This repo contains my contribution to the Paraphrasing Project at AIT Brain-Lab with the BERT Model on ParaSCI dataset in ParaSCI: A Large Scientific Paraphrase Dataset for Longer Paraphrase Generation along with the code working on tasks ranging from ETL- Extract,Transform,Load , some EDA analysis(always) ,preprocessing, the creating training sequence to the actual training , fine tuning , deployment and so forth...
Recap on " What it means to Paraphrase something"A paraphrase is a restatement of meaning with different expressions. Being very common in our daily language expressions, it can also be applied to multiple downstream tasks of NLP, such as generating diverse text or adding richness to a chatbot.
When it comes to choosing our Datasets for both pretraining and Finetuning , we propose ParaSCI, the first large-scale paraphrase dataset in the scientific field, including 33,981 paraphrase pairs from ACL (ParaSCI-ACL) and 316,063 pairs from arXiv (ParaSCI-arXiv). GitHub - allenai/s2orc: S2ORC: The Semantic Scholar Open Research Corpus: https://www.aclweb.org/anthology/2020.acl-main.447/
We are going to download Reformatted version of the ParaSCI dataset from ParaSCI: A Large Scientific Paraphrase Dataset for Longer Paraphrase Generation. Data retrieved from dqxiu/ParaSCI from HuggingFace Datasests !
According to HuggingFace ,we can do that easily by Load a dataset from the Hub (huggingface.co)
Since it's reformatted , we need to relearn all its properties through the EDA process and it can be learned as follows:
· Len represents the average number of words per sentence and Char Len represents the average number of characters per sentence.
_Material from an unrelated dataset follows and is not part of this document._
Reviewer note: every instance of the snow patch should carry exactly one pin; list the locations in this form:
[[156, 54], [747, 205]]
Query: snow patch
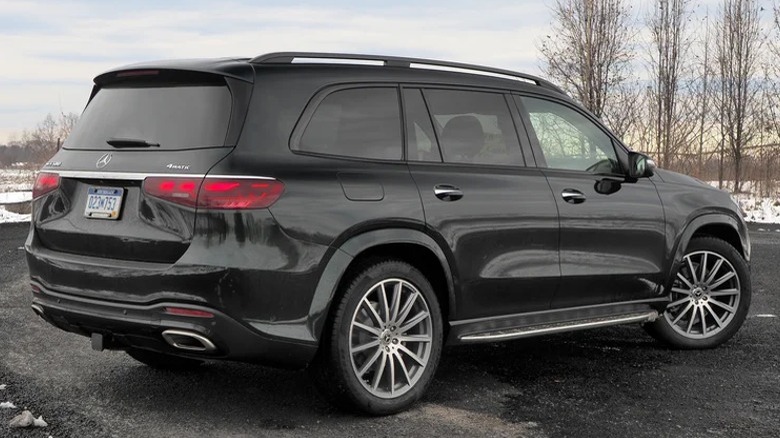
[[26, 419]]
· We calculate Len, Char Len and Self-BLEU of the reformatted dataset from Huggingface mostly made up of gold-standard paraphrases
Name | Source | Target | Len | Char Len | Self-BLEU | |
---|---|---|---|---|---|---|
ParaSCI train | 338717 | 338717 | 18.849133642 | 115.715352344 | 0.24567297508 | |
Since In the case of our BERT model (Bidirectional Encoder Representations from Transformers), a small portion of the input sequence is randomly masked(during Pretraining), meaning certain words in our train sequence are replaced with a special token, typically "[MASK]". The model then tries to predict the original words based on the context of the surrounding words.
By learning to predict masked words, BERT gains a deeper understanding of the relationships between words in a sentence. It captures both the left and right contexts of a word, allowing it to capture rich contextual information.
After pre-training, the BERT model can be fine-tuned on specific downstream tasks, such as text classification or named entity recognition. The pre-training on masked language modeling helps the model to better generalize and understand the context in the downstream tasks.